Nel nome di Superga

16 maggio 1976 - Romano Cazzaniga, ex Pro Patria, racconta emozioni e segreti di una squadra da leggenda: «Dopo la vittoria la gente saliva sulla collina piangendo di gioia e ci abbracciava. Non lo dimenticherò mai»

Erano le 16 del 16 maggio 1976 quando la suadente voce di Roberto Bortoluzzi dallo studio centrale di Tutto il Calcio Minuto per Minuto diede la linea a quella rapida come un fendente di Enrico Ameri al Comunale di Torino per raccontare l’ultima partita di campionato fra il Toro ed il Cesena. Valeva lo scudetto per i granata (il settimo) a digiuno dal 1949: l’ultimo lo aveva conquistato il Grande Torino che perì a Superga.
Nell’annunciare

la formazione granata, Ameri quasi la solfeggiò con la musicalità di quella cantilena che faceva: Castellini, Santin, Salvadori; Patrizio Sala, Mozzini, Caporale; Claudio Sala, Pecci, Graziani; Zaccarelli, Pulici. Allenatore Radice. Allora non usava elencare i nomi dei giocatori in panchina, ma questi c’erano eccome. E fra questi, in quel Torino, sedeva Romano Cazzaniga, portiere di riserva ed indimenticato guardiano della Pro Patria dal 1966 al ’69. Era accanto a Radice, del quale divenne il più stretto collaboratore quando abbandonò i guantoni.
Sono ancora vivi quei momenti, quel pomeriggio, nonostante siano trascorsi quarantanni; la voce di Cazzaniga vive ancora l’emozione e più di una volta il racconto s’interrompe. Con pudore cerca di mascherare la lacrime, ma l’emotività è coinvolgente anche per chi ascolta.

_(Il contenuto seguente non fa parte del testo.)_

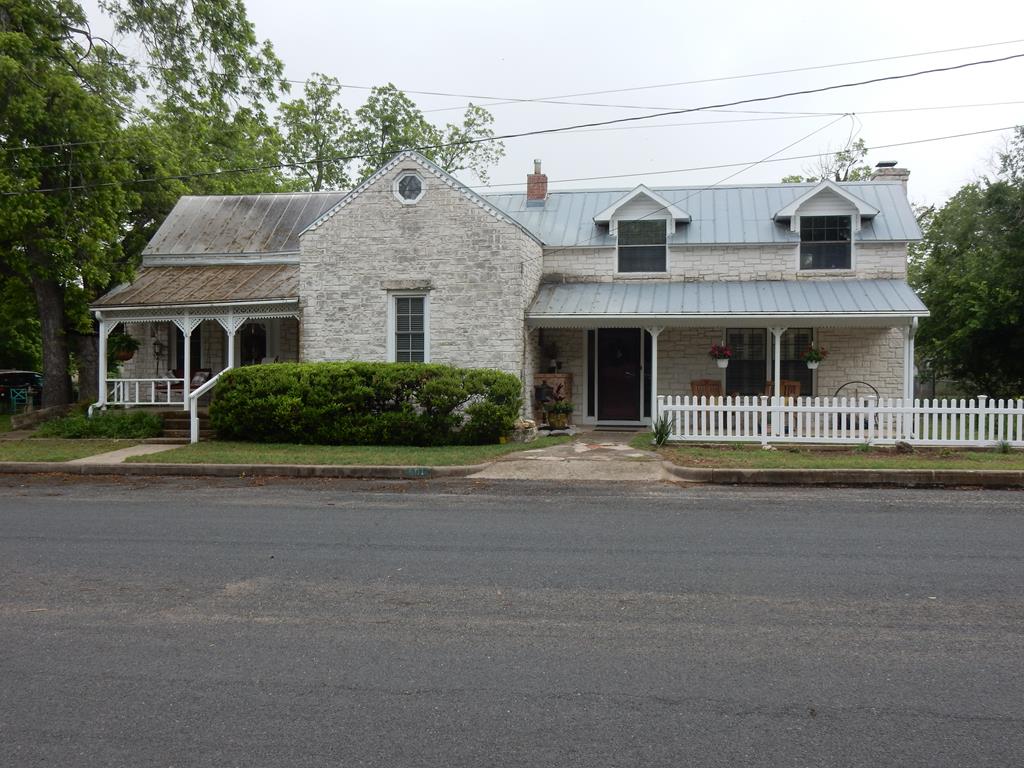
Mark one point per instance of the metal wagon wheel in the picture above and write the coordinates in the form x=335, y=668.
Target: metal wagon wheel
x=852, y=387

«Non c’era nulla di programmato in quello scudetto – esordisce l’ex numero dodici granata – avevamo iniziato bene il campionato e la partita che ci diede la sensazione che avremmo potuto giocare un campionato d’avanguardia fu la vittoria contro l’Inter. Non che potevamo vincere lo scudetto: questo no. Però in tutti noi ci fu molta convinzione. Fu però dura giocare punto a punto con la Juventus, ma vincere quello scudetto sulla rivale delle tua città è stato impagabile. E poi dalla mia avevo la soddisfazione di aver giocato e vinto il derby di ritorno al posto di Castellini, infortunato».

«Eravamo un gruppo di amici, ci trovavamo spesso anche al lunedì, per il gusto di stare insieme. Va anche detto che allora non era difficile fare gruppo perché, al massimo eravamo in diciassette o diciotto, non come ora con le rose delle squadre che sono di venticinque. Ci si conosceva tutti e ci si aiutava. E poi durante i ritiri si stava insieme a giocare a carte o chiacchierare. Adesso invece ognuno va per i fatti i suoi in camera davanti al computer o a chattare».

«Un innovatore. Quel Torino giocava un calcio che era all’avanguardia: pressing e fuorigioco. Chi lo faceva in quegli anni? Dirò di più: con Gigi quel calcio lo si faceva già a Monza nel ’69 in serie B e quelle sue idee poi le ha portate al Torino. Ed abbiamo ancora giocato meglio l’anno dopo quando perdemmo lo scudetto per un punto sulla Juve. Gigi non era reclamizzato. Se avesse avuto la fortuna di un presidente con giornali e televisioni le sue innovazioni sarebbero state conosciute molti anni prima. E Radice non era un sergente di ferro. Un’etichetta sbagliatissima. Era esigente in campo, ma fuori lasciava fare. Se qualcuno andava a dirgli che qualcuno era rientrato alle due di notte, a lui importava che sul campo corresse comunque».

«Non sei scaramantico, ma poi lo diventi. Noi avevamo la sede del ritiro a Villa Sassi e, per andare al Comunale, passavamo davanti allo zoo. Se il leone era fuori allora eravamo sicuri che avremmo vinto se non lo vedevamo, fermavamo il pullman e aspettavamo che il leone si facesse vedere».
«Una volta fuori arrivavamo allo stadio più contenti. Ero in camera con Castellini ed il giaguaro faceva sempre la barba all’una di notte del sabato».

«Non dimenticherò mai la nostra gente che saliva a piedi – singhiozza Cazzaniga – a Superga per rendere omaggio al Grande Torino, quasi per sciogliere un voto. Ci fermava, ci abbracciava, piangeva di gioia. E’ stata un’emozione incredibile ed ancora mi viene la pelle d’oca per quei momenti perché ci rendemmo conto di quanto di bello avevamo fatto per loro».